А я подхожу к окну и гляжу на улицу. В свете фонарей хорошо видно, как с неба идет снег. Идет тихо, спокойно, легко объединяя бесконечную небесную даль с земной твердью и основательностью.

За десять минут до курантов звонит отец.

– Слышь, дочь… Я тут машину продал. Вам, наверное, для этого вашего… как его… ларька? – оборотных средств не хватает. Скинь мне, что ли, номер своей карты, я переведу. И давай там… – он откашлялся, – с наступающим, в общем.

Он отключился, а я все стояла, прижав телефон к уху, и слушала гудки. За ними был еще какой-то гул, как будто набегали на берег морские волны.

В туалете рвало бедолагу Галошеву. Но и в этих прозаических звуках слышался непреходящий шум вечного моря.

Если все так

Под утро Эдику Бебекину привиделся странный и даже гадкий какой-то сон.

То есть сначала ему мирно снилась Воздвиженская, редактор. «Ва-ря! Ведь был пресс-релиз! – говорил ей Эдик. – Там ясно было сказано: спасатели Потаскуева вытащили за лето шесть утопленников! Я так и написал: "шесть"! А ты зачем-то исправила на "около десяти"». – «Я просто хотела приукрасить работу спасателей!» – Воздвиженская отвечает. Здесь, надо сказать, ничего странного еще не было: с явью сон не расходился нисколько. А вот потом… Потом вдруг случилось что-то. Или дворник за окном шуркнул метлой, или девчонка эта рядом пошевелилась – но сгинула Варя, дурында, а ему, Эдику, мучительно захотелось взять шершавую такую, умеренной длины веревку и, обмотавши ее вокруг дверной ручки, удавиться.
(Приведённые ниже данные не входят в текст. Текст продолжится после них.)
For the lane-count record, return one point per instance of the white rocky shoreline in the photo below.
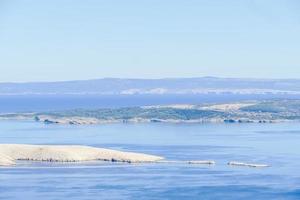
(11, 153)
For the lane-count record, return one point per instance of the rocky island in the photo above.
(238, 112)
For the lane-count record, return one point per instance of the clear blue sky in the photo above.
(84, 39)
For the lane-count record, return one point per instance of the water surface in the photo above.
(274, 144)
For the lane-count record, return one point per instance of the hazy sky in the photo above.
(85, 39)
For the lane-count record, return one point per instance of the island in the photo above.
(268, 111)
(10, 153)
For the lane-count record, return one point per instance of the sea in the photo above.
(277, 145)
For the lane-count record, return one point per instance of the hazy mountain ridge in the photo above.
(113, 86)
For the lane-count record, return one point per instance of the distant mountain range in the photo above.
(114, 86)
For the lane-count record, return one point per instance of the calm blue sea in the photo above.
(274, 144)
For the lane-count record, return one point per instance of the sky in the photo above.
(54, 40)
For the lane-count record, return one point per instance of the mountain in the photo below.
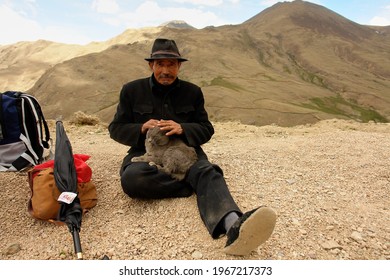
(177, 24)
(293, 63)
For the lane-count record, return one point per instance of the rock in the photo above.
(13, 249)
(357, 236)
(197, 255)
(331, 245)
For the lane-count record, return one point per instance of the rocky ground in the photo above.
(328, 182)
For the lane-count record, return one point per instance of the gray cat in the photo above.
(170, 155)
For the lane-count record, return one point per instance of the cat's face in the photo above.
(155, 136)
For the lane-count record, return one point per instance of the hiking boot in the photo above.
(250, 231)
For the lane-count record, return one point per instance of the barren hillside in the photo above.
(293, 63)
(329, 184)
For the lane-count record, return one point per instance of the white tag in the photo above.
(67, 197)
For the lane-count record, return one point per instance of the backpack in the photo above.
(22, 142)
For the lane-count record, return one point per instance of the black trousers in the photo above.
(140, 180)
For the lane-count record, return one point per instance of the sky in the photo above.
(85, 21)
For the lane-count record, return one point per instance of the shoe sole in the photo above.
(253, 232)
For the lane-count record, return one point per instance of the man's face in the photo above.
(165, 70)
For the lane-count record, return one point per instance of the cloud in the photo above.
(149, 13)
(201, 2)
(105, 6)
(25, 29)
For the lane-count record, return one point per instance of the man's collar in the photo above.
(153, 83)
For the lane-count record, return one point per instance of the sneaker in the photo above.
(250, 231)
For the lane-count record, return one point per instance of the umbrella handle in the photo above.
(77, 244)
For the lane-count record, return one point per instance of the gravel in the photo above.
(328, 182)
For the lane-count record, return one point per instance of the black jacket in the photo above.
(143, 99)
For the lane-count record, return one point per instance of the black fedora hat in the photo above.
(165, 49)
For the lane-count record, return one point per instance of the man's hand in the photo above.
(170, 126)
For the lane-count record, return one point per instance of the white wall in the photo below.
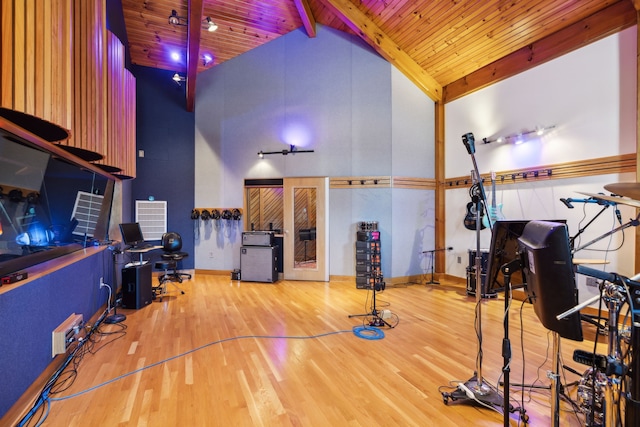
(589, 95)
(335, 95)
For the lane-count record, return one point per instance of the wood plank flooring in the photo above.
(256, 354)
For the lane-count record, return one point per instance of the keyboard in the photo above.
(142, 246)
(135, 264)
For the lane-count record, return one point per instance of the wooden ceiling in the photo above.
(446, 47)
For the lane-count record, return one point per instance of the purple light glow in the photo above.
(296, 133)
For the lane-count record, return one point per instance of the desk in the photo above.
(142, 251)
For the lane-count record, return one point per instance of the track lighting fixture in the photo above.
(178, 78)
(292, 150)
(211, 26)
(174, 19)
(520, 137)
(207, 23)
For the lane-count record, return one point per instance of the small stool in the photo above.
(165, 277)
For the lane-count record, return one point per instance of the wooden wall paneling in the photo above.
(18, 56)
(36, 62)
(30, 25)
(114, 89)
(129, 143)
(6, 54)
(623, 163)
(61, 45)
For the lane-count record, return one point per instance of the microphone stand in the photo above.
(475, 389)
(432, 252)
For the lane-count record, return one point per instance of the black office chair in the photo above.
(172, 247)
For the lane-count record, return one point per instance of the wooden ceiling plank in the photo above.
(306, 16)
(193, 49)
(452, 67)
(372, 34)
(603, 23)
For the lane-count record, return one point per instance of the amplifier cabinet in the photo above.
(258, 238)
(136, 286)
(259, 264)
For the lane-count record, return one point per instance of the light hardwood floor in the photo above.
(229, 353)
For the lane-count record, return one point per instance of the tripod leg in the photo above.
(432, 281)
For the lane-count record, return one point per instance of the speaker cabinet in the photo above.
(259, 264)
(136, 286)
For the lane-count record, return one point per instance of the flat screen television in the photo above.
(38, 186)
(550, 280)
(131, 233)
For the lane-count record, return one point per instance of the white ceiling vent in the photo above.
(152, 217)
(86, 211)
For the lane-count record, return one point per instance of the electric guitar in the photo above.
(494, 212)
(470, 219)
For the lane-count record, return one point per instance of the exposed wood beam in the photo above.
(193, 49)
(607, 21)
(382, 43)
(306, 16)
(440, 199)
(636, 5)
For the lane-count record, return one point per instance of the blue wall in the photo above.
(165, 132)
(30, 312)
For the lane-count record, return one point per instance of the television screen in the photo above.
(131, 233)
(550, 280)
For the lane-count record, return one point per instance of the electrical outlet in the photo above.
(65, 333)
(592, 282)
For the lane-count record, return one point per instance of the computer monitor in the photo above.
(131, 233)
(548, 269)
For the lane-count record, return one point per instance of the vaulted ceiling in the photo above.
(446, 47)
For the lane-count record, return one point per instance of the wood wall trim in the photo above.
(353, 182)
(624, 163)
(360, 182)
(610, 20)
(414, 183)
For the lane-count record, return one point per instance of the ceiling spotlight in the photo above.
(207, 59)
(178, 78)
(174, 19)
(292, 150)
(211, 26)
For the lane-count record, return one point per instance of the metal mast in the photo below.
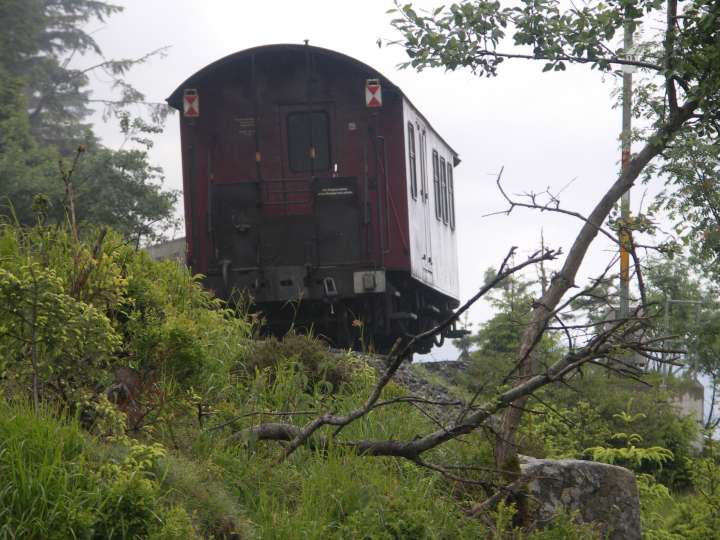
(625, 160)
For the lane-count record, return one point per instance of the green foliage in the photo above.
(599, 406)
(53, 487)
(497, 340)
(628, 453)
(44, 105)
(317, 363)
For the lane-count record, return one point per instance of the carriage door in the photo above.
(426, 214)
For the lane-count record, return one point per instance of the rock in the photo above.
(600, 493)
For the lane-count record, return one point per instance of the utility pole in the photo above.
(625, 161)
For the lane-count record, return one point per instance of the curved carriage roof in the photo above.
(175, 99)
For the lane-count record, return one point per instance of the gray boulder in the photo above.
(604, 494)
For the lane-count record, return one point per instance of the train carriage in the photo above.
(312, 182)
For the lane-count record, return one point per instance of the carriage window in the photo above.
(451, 196)
(443, 190)
(411, 155)
(308, 141)
(436, 184)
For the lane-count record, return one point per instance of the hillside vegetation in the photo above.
(87, 454)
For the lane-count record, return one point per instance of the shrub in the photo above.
(317, 363)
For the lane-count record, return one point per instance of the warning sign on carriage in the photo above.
(191, 103)
(373, 93)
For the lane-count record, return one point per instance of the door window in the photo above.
(308, 141)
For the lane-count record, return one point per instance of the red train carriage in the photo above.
(311, 181)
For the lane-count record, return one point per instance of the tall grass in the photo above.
(46, 491)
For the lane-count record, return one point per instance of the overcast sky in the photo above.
(546, 129)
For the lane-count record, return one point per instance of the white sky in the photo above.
(544, 128)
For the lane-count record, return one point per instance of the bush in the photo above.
(54, 486)
(319, 365)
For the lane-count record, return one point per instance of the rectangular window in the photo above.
(308, 141)
(436, 184)
(443, 190)
(411, 155)
(451, 196)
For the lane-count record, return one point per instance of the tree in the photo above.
(680, 95)
(44, 115)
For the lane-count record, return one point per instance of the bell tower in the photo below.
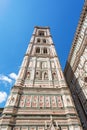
(40, 98)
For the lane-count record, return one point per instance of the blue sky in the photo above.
(17, 21)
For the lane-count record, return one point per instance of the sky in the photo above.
(17, 21)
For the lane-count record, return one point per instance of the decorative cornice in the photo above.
(41, 27)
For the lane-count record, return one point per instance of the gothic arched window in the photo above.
(85, 79)
(45, 50)
(28, 75)
(45, 75)
(37, 50)
(54, 75)
(41, 33)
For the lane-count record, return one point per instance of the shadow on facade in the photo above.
(77, 94)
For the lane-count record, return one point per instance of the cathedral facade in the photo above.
(40, 98)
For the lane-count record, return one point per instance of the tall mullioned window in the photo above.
(41, 33)
(45, 50)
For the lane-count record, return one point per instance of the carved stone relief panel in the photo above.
(54, 75)
(41, 101)
(30, 64)
(52, 65)
(53, 101)
(40, 128)
(68, 100)
(34, 101)
(28, 101)
(38, 64)
(38, 75)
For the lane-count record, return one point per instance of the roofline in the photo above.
(41, 27)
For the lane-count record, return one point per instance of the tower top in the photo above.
(41, 27)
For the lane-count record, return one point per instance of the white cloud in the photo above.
(3, 96)
(5, 78)
(13, 76)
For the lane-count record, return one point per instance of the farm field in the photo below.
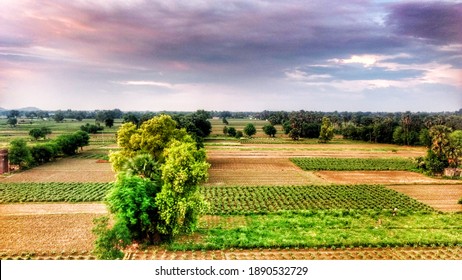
(244, 177)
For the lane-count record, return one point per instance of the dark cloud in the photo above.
(439, 22)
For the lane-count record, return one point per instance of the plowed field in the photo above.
(66, 170)
(440, 197)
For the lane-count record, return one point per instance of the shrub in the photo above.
(434, 163)
(19, 154)
(110, 241)
(44, 152)
(91, 128)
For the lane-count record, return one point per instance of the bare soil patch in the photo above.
(65, 170)
(54, 232)
(258, 171)
(379, 177)
(440, 197)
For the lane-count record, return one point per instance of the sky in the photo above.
(233, 55)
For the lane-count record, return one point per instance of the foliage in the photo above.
(43, 153)
(11, 121)
(294, 134)
(53, 192)
(160, 167)
(151, 137)
(455, 148)
(232, 131)
(270, 130)
(179, 202)
(241, 200)
(339, 164)
(435, 163)
(91, 128)
(327, 130)
(58, 116)
(69, 143)
(19, 154)
(132, 201)
(250, 130)
(110, 241)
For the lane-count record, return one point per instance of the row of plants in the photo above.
(331, 229)
(53, 192)
(344, 164)
(25, 156)
(235, 200)
(241, 200)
«Как приятно, должно быть, ее прикосновение к шее, – мечтал Эдик, идя с веревкою к двери, – больно, а приятно: как коросту когда сдираешь, подсохшую корочку на сбитой коленке».

С этим он и проснулся.

«Ни хрена себе, – подумал, – грезы! И главное-то – откуда?» Все же нормально, все в порядке у него…

Юльке же было стыдно. Ох, как ей было стыдно и плохо. Она маялась тяжким чувством совершённого предательства, и на вопрос внутреннего адвоката: кого, кого она предала? – молчал упрямо неуступчивый внутренний обвинитель. Молчал, оставаясь при особом мнении и даже как будто дополнительно расстраиваясь: разве можно, мол, таких простых вещей не понимать?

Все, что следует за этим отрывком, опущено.